In two cases out of the Middle District of Florida, property associations fought for priority over mortgage lenders in order to prevent their liens from being stripped as wholly unsecured. In re Plummer, No. 12-3870 (Bankr. M.D. Fla. Jan. 14, 2013); In re Buckner, No. 12-4962 (Bankr. M.D. Fla. Jan. 17, 2013). The Associations failed to convince the court, however, and, in Plummer, the court permitted the lien stripping under section 1322(b)(1), while in Buckner, the lien was stripped under section 506(d).
In both cases, the mortgage liens exceeded the value of the residential properties and language in the underlying contract between the debtor and the property association specified that institutional liens had priority over Association liens.
In Plummer the condominium association argued that its lien was only partially junior to the Credit Union’s lien because Florida law imposes liability for the lesser of the total assessments accrued during the previous 12 month period, or 1% of the mortgage debt, on a person who acquires title by virtue of a foreclosure sale. Therefore, unlike the typical wholly unsecured junior lien, a portion of the assessments would still be owed to the Association even if the property were sold in foreclosure.
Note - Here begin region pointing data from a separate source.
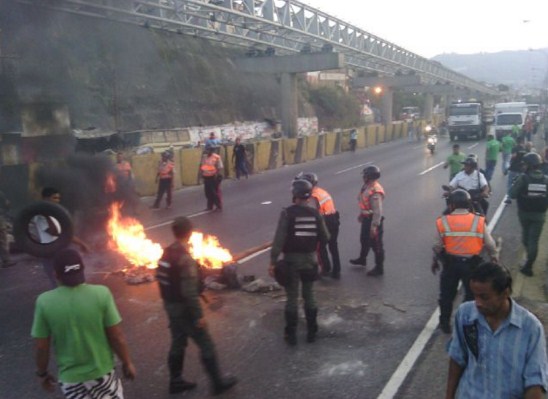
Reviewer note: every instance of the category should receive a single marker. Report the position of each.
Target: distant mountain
(524, 68)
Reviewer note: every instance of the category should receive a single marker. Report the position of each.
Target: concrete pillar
(289, 104)
(428, 106)
(387, 105)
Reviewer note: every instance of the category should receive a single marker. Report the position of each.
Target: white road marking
(353, 167)
(171, 221)
(398, 377)
(431, 168)
(253, 255)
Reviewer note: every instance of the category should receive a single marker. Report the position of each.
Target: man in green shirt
(491, 154)
(454, 161)
(82, 323)
(507, 144)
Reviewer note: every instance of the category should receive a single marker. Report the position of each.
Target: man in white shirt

The court agreed that if any portion of the Association lien was superior to the mortgage lien, it could not be stripped, but it went on to find that the contract language giving institutional mortgages priority, and the operation of Florida law which gives priority to the first mortgage recorded, established that the Credit Union had the primary lien. It rejected the Association’s argument that Florida law elevated its lien above the Credit Union’s by preserving a portion of that lien. Rather, the court found that the “provision does not give the Association any lien rights. It merely gives it the right to assert liability for past-due assessments against the mortgage holder if the mortgage holder acquires title through foreclosure.”
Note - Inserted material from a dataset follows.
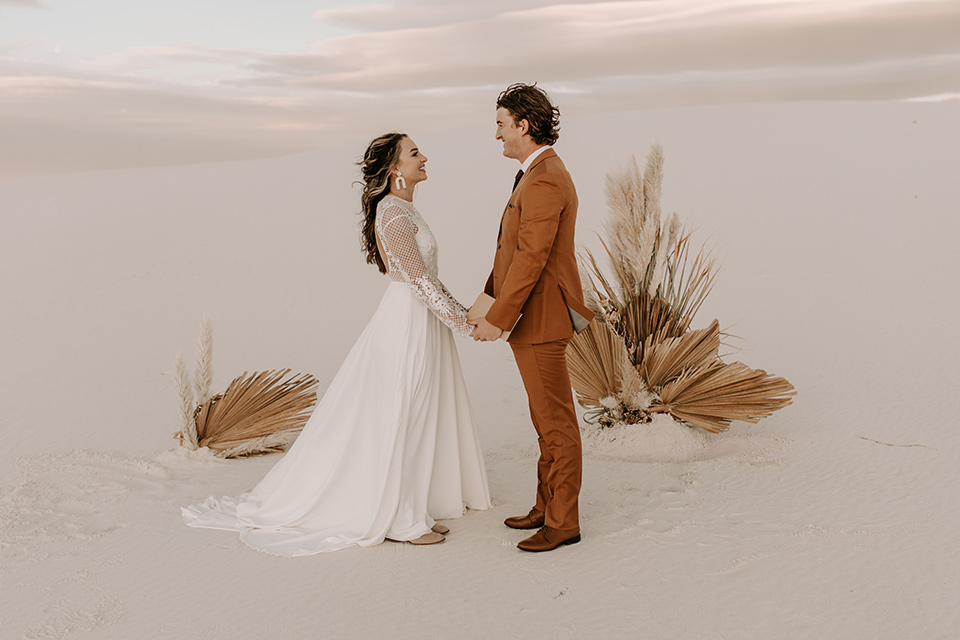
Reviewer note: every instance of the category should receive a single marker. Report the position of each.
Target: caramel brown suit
(538, 294)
The Association went on to argue that even if its lien is junior it cannot be stripped because a condo assessment lien is a unique construct under state law. It is not secured by the value of the property but is a contractual covenant running with the land. Therefore, such liens are not covered by the Bankruptcy Code’s provisions relating to lien valuation and stripping. The court disagreed. It found that the Bankruptcy Code encompasses such liens either as statutory liens, section 101(53), or charges against interest in property, section 101(37). It further found that there was no reason to believe that Congress intended to give Condominium Association liens special treatment. The court turned to the issue of whether a debtor could strip an unsecured junior lien in chapter 13 and found that under Eleventh Circuit precedent he could. Tanner v. FirstPlus Fin., Inc. (In re Tanner), 217 F.3d 1357, 1358 (11th Cir. 2000) (interpreting Nobelman v. Am. Sav. Credit Union, 508 U.S. 324, 329–30 (1993) to allow strip-off of wholly unsecured lien).
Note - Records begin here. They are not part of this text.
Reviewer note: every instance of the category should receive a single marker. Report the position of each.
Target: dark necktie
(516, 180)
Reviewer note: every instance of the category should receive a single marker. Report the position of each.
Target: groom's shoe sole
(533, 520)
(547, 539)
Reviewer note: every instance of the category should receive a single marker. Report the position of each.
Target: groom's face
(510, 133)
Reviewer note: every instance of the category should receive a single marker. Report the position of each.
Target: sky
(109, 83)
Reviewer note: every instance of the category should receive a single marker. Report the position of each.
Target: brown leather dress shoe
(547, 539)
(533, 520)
In Buckner, the Magnolia PD Property Association took a different approach when it sought to elevate its lien for past condominium fees and assessments over the mortgage held by the assignee of the original debt, America’s Servicing Company (ASC). There, as in Plummer, the HOA Declaration expressly subordinated HOA liens to “institutional” liens but Magnolia argued that the mortgage did not qualify under this provision because MERS, rather than the original lender (Freemont) or ASC, was listed as the “mortgagee.” The court rejected this argument finding that Freemont and ASC were unquestionably “institutional” lenders, and because MERS’ rights were limited to “acting solely as a nominee for Lender and Lender’s successors and assigns,” its status was irrelevant to the inquiry. Examining MERS’s extensive role in the mortgage industry, the court found that there were important public policy reasons for refusing to subordinate liens held by MERS as third party tracking agent and servicer to HOA liens.
The Buckner court ostensibly allowed the lien stripping under section 506(d) rather than section 1322(b). Although it apparently was not an area of contention in Buckner, some courts have found that section 506(d) does not provide a basis for lien stripping even where the lien is wholly unsecured under section 506(a). Most notably, the Tenth Circuit in Woolsey v. Citibank, No 11-4014 (10th Cir. Sept. 4, 2012), rejected the application of section 506(d) to strip off an unsecured lien in chapter 13. The Woolsey court found that the decision in Dewsnup v. Timm, 502 U.S. 410 (1992) precluded that approach.